I have not previously been aware of the religious news site Religious Intelligence, but it seems a good source of info (such as the fact that the Pope has accepted the request of Fr Gerhard Maria Wagner not be elevated to the episcopate in the view of his comments on Hurricane Katrina).
Cathnews promoted this short entry by Paul Richardson on the site, entitled “Pope Benedict and the Archbishop of Canterbury”, and I am glad they did. It is only incidentally about Rowan Williams, and actually focuses on Pope Benedict XVI – and I must say, for a very short article, it is a good introduction to “How to Understand Pope Benedict”.

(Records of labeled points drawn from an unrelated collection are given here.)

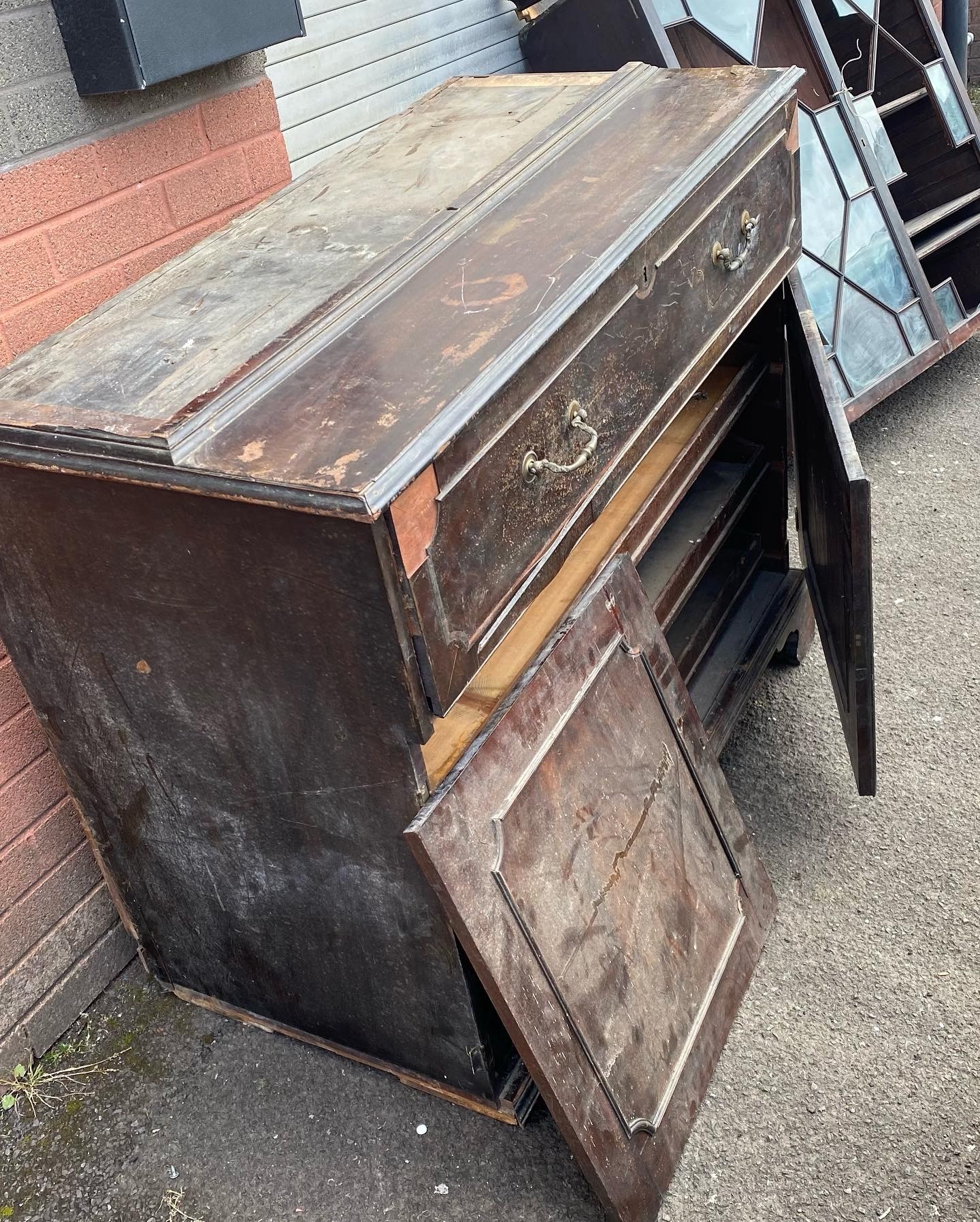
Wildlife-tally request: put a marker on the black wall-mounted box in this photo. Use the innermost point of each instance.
(127, 44)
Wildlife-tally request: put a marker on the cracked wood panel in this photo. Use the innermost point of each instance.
(600, 878)
(174, 338)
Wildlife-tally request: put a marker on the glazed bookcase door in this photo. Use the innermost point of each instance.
(890, 175)
(597, 870)
(834, 516)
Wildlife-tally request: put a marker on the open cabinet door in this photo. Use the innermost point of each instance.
(595, 869)
(835, 533)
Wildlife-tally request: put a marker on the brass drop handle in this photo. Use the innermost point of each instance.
(723, 256)
(576, 418)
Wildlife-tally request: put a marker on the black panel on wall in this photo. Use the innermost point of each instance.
(129, 44)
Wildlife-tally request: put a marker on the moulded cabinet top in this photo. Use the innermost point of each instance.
(335, 339)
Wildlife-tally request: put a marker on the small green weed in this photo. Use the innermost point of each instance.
(172, 1203)
(42, 1084)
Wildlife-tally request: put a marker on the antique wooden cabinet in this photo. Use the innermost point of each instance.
(890, 159)
(439, 507)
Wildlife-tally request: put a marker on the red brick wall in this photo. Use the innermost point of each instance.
(80, 225)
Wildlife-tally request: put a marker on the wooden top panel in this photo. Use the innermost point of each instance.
(170, 340)
(278, 356)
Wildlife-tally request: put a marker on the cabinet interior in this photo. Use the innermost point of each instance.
(711, 558)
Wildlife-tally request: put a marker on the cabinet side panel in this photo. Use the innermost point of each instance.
(224, 690)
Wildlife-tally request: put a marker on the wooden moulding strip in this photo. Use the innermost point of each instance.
(512, 1108)
(602, 541)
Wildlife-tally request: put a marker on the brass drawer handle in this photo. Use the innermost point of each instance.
(533, 466)
(723, 255)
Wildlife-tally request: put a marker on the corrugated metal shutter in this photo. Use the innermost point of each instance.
(365, 60)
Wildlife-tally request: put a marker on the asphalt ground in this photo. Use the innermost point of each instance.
(848, 1089)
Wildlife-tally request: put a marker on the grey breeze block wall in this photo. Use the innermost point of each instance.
(39, 107)
(365, 60)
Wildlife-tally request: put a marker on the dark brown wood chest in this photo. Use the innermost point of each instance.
(890, 146)
(438, 507)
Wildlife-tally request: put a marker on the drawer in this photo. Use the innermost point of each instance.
(487, 527)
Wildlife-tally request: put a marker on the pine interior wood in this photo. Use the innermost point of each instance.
(945, 236)
(936, 214)
(907, 99)
(499, 673)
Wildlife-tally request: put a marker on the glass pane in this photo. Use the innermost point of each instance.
(837, 381)
(670, 12)
(734, 22)
(846, 7)
(949, 101)
(870, 344)
(949, 306)
(821, 292)
(843, 150)
(872, 257)
(915, 327)
(823, 206)
(878, 137)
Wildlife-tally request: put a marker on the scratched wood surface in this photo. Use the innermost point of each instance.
(353, 393)
(227, 693)
(184, 330)
(598, 873)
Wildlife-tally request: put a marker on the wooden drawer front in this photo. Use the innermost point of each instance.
(497, 536)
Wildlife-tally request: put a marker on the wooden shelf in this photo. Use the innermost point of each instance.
(930, 244)
(907, 99)
(704, 613)
(699, 526)
(743, 649)
(926, 220)
(672, 462)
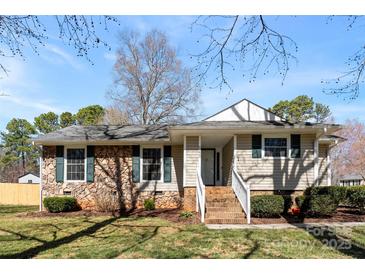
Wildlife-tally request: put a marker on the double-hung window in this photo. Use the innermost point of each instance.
(276, 147)
(75, 168)
(151, 164)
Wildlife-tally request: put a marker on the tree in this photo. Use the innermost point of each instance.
(79, 32)
(67, 119)
(16, 141)
(46, 122)
(151, 84)
(321, 113)
(301, 108)
(348, 157)
(90, 115)
(251, 46)
(114, 116)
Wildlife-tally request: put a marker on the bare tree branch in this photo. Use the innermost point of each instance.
(240, 41)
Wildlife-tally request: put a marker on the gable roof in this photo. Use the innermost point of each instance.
(244, 110)
(99, 133)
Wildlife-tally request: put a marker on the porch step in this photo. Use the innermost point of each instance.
(224, 215)
(226, 221)
(232, 209)
(223, 207)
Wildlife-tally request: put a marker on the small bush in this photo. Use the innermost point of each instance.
(338, 193)
(149, 204)
(60, 204)
(106, 201)
(186, 214)
(356, 197)
(300, 202)
(317, 205)
(267, 205)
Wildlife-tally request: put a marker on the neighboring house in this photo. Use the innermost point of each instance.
(29, 178)
(351, 180)
(214, 165)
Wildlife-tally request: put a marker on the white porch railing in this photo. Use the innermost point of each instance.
(242, 191)
(200, 195)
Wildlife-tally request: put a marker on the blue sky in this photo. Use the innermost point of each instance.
(57, 80)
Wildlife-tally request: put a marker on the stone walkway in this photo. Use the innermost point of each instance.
(283, 226)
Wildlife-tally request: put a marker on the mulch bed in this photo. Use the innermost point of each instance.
(343, 214)
(172, 215)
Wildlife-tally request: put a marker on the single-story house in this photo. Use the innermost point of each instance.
(29, 178)
(351, 180)
(213, 166)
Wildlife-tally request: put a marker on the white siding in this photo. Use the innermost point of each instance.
(278, 173)
(26, 178)
(244, 111)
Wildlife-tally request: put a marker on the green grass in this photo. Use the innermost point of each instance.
(13, 209)
(108, 237)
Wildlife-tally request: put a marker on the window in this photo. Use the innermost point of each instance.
(151, 164)
(275, 147)
(75, 169)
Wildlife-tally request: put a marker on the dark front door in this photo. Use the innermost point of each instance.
(207, 166)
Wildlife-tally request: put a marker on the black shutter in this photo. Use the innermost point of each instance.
(167, 164)
(295, 145)
(256, 146)
(90, 164)
(135, 164)
(59, 164)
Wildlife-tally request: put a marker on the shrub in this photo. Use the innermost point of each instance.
(300, 202)
(106, 201)
(317, 205)
(356, 197)
(338, 193)
(186, 214)
(60, 204)
(149, 204)
(267, 205)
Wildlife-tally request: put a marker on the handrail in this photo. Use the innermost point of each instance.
(200, 196)
(242, 191)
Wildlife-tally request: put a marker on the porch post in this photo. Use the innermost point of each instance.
(316, 167)
(235, 152)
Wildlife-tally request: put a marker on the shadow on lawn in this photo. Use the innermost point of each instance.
(46, 245)
(329, 237)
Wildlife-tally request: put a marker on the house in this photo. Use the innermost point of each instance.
(213, 166)
(29, 178)
(351, 180)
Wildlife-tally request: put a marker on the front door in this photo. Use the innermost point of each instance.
(207, 166)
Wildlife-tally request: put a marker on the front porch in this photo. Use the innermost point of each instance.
(221, 196)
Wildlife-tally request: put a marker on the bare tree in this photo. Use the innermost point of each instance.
(241, 40)
(348, 157)
(152, 86)
(115, 116)
(79, 32)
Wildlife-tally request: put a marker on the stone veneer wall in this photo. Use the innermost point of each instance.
(112, 175)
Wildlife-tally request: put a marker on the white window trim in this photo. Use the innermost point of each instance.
(65, 163)
(276, 135)
(141, 164)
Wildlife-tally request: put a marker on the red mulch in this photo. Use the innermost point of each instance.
(172, 215)
(342, 214)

He gets it exactly right in this paragraph:
Benedict has no sympathy for Holocaust denial, but it is not an excommunicable offence and the olive branch to the traditionalists is aimed a healing a division in the Catholic Church opened up by Vatican II. Whether it succeeds depends on whether the traditionalists accept the teaching of the Council.
And this one:
As a new collection of essays, Blind Spot: Why Journalists Don’t Get Religion makes clear, time and again the media go wrong because they insist on interpreting religious stories in their own secular terms. Typical was the British press coverage of the Pope’s Christmas address to the Curia which included some remarkable reflections on his trip to Australia and a discussion of environmental issues but was reported to British readers as an attack on homosexuality. There was reference to ‘gender theory’ but homosexuality itself was not actually mentioned.
That might be a good collection of essays to check out.

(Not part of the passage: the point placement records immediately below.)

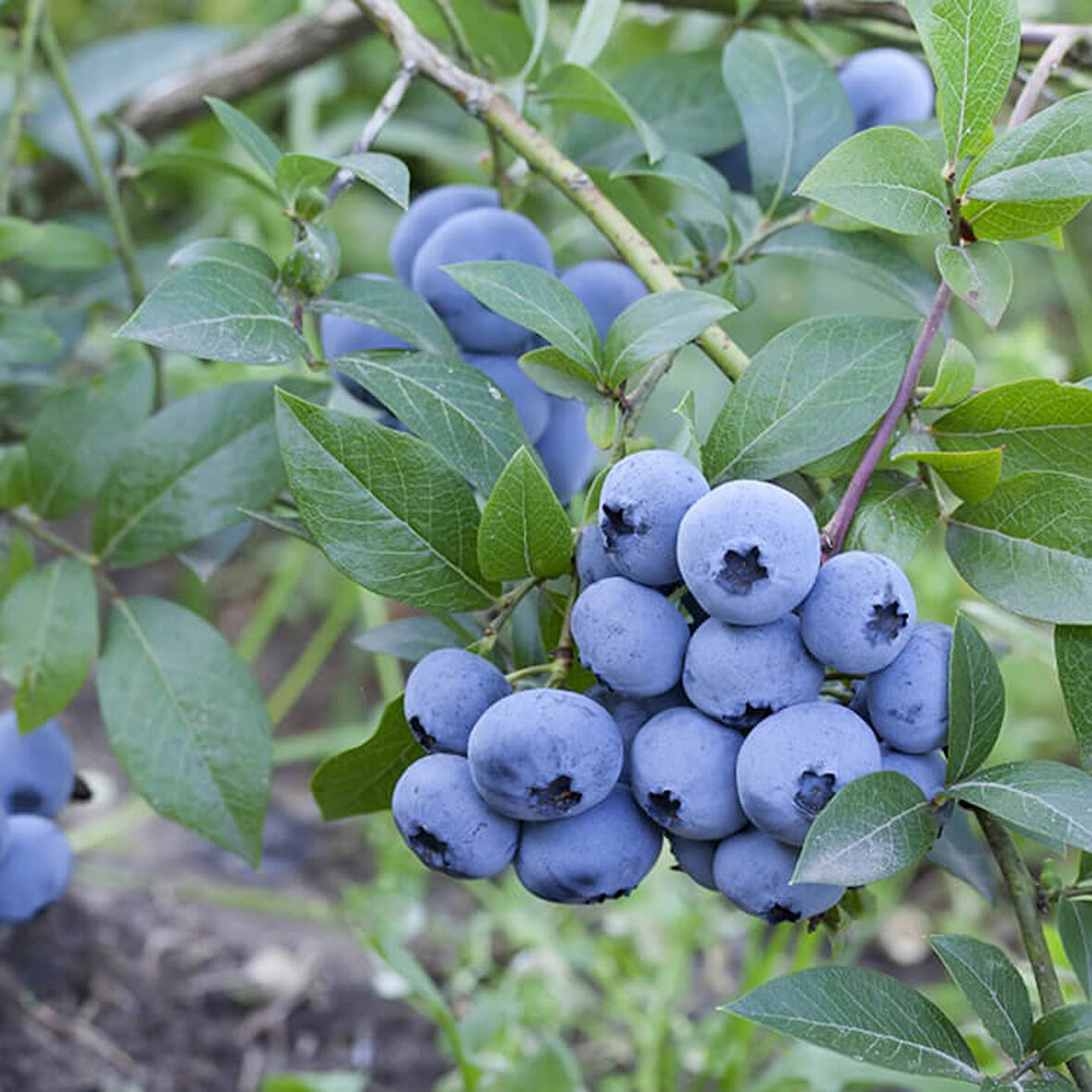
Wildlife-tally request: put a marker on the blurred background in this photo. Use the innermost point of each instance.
(344, 965)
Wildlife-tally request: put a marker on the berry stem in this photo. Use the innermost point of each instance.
(484, 99)
(835, 532)
(1024, 895)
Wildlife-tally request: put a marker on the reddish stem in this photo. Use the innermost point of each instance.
(833, 534)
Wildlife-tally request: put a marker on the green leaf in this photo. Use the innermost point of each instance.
(1041, 797)
(560, 375)
(244, 132)
(868, 258)
(187, 471)
(208, 310)
(862, 1014)
(362, 780)
(793, 111)
(954, 377)
(981, 274)
(975, 701)
(972, 47)
(895, 515)
(1063, 1033)
(813, 389)
(962, 853)
(875, 826)
(1041, 424)
(524, 531)
(577, 89)
(240, 256)
(533, 298)
(1073, 649)
(993, 987)
(1074, 926)
(1029, 547)
(683, 169)
(391, 305)
(79, 432)
(1047, 158)
(186, 720)
(455, 408)
(384, 513)
(592, 31)
(660, 322)
(25, 338)
(680, 94)
(48, 638)
(971, 475)
(887, 177)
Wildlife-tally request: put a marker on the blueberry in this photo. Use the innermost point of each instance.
(887, 87)
(426, 213)
(735, 166)
(793, 763)
(684, 775)
(752, 871)
(631, 714)
(37, 770)
(860, 614)
(695, 860)
(908, 700)
(443, 820)
(475, 236)
(601, 854)
(593, 562)
(545, 753)
(927, 771)
(748, 552)
(605, 289)
(629, 637)
(35, 867)
(565, 449)
(740, 674)
(643, 501)
(446, 693)
(531, 402)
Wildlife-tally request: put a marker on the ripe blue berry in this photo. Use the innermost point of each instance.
(752, 871)
(643, 501)
(443, 820)
(860, 614)
(543, 754)
(794, 763)
(748, 552)
(740, 674)
(630, 637)
(601, 854)
(684, 775)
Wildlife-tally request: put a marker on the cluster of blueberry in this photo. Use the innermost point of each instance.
(465, 223)
(37, 776)
(885, 87)
(741, 685)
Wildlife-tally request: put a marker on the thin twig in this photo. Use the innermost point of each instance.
(483, 99)
(833, 534)
(1050, 59)
(382, 114)
(19, 102)
(106, 182)
(1024, 897)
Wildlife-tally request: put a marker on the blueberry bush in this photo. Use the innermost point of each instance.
(627, 625)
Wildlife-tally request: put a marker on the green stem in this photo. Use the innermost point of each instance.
(271, 606)
(1024, 896)
(19, 103)
(106, 182)
(309, 662)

He is also surely right on Benedict and interreligious dialogue:
This is a pope who has said ‘inter-religious dialogue, in the strict sense of the term, is not possible’, though by this he does not seem to rule out all dialogue whatsoever (just that aimed at securing theological agreement) or practical co-operation.

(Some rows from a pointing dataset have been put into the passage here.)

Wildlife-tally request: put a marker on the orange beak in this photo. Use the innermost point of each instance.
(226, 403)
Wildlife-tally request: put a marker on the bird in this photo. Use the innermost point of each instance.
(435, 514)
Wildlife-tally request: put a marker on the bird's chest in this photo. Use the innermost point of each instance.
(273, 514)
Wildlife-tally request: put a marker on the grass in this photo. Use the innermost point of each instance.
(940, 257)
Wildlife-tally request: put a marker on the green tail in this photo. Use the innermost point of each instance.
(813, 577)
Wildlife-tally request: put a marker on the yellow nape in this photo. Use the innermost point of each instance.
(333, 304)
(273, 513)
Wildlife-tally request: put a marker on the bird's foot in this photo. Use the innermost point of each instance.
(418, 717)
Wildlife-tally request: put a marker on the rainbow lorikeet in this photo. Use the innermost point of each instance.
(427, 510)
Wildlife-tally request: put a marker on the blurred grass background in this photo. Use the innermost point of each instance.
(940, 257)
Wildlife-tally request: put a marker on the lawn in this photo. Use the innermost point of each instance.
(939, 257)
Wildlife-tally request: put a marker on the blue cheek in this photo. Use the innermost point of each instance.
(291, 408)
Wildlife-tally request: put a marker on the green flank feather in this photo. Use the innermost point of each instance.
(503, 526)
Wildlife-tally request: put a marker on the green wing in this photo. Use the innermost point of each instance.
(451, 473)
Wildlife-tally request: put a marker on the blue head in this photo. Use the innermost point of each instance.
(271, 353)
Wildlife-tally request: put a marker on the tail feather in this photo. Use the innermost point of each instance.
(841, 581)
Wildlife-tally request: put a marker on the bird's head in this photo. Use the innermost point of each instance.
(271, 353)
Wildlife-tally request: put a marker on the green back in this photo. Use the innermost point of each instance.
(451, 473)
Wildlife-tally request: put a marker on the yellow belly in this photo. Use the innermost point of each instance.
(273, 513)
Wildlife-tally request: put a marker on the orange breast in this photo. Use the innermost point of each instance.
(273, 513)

I think that explains Benedict’s concern well. He is not against talking about theological issues to help us understand one another and ourselves better, but “dialogue” in the specific sense of a discussion oriented toward achieving agreement is surely not what the Catholic Church has in mind with regard to our conversations with other religions. Nor, it must be admitted, do Jews and Muslims and Buddhists etc have any such desire either.
Richardson makes a comment that should be heard loud and clear by the writers of the afore-blogged petition re Vatican II:
On one issue Catholics should put their minds at rest. Benedict is not seeking to reverse Vatican II. Much debate has focussed on what he meant by speaking of a ‘hermeneutic of reform’ rather than a ‘hermeneutic of rupture’ in interpreting the Council.
What he appears to mean is that while the Council changed the way the church responded to developments in modern culture their was no change in underlying principles. It is worth remembering that at the time of the Council, no less a figure that Henri de Lubac pointed to Fr Ratzinger as the best guide to what was actually going on.
Finally, I must express my full agreement with this comment:
Part of the trouble with Pope Benedict is that he thinks in centuries. His mind is less on the immediate reactions his policies will provoke than where they will leave the church in the distant future.
That is, on the one hand, “the trouble” with Benedict, but on the other hand, thank God it is so. If the Church, like our democratic states, were run by leaders who governed only for fixed terms of office and whose re-election depended upon the popularity of their policies, we would get the same result in the Church that we have in our states: ie. governments who cannot see beyond the next election, and whose policies are not formulated in terms of “centuries” but in terms of the next morning’s newspaper headlines.
None of us want that. Long live the Pope (especially THIS Pope)!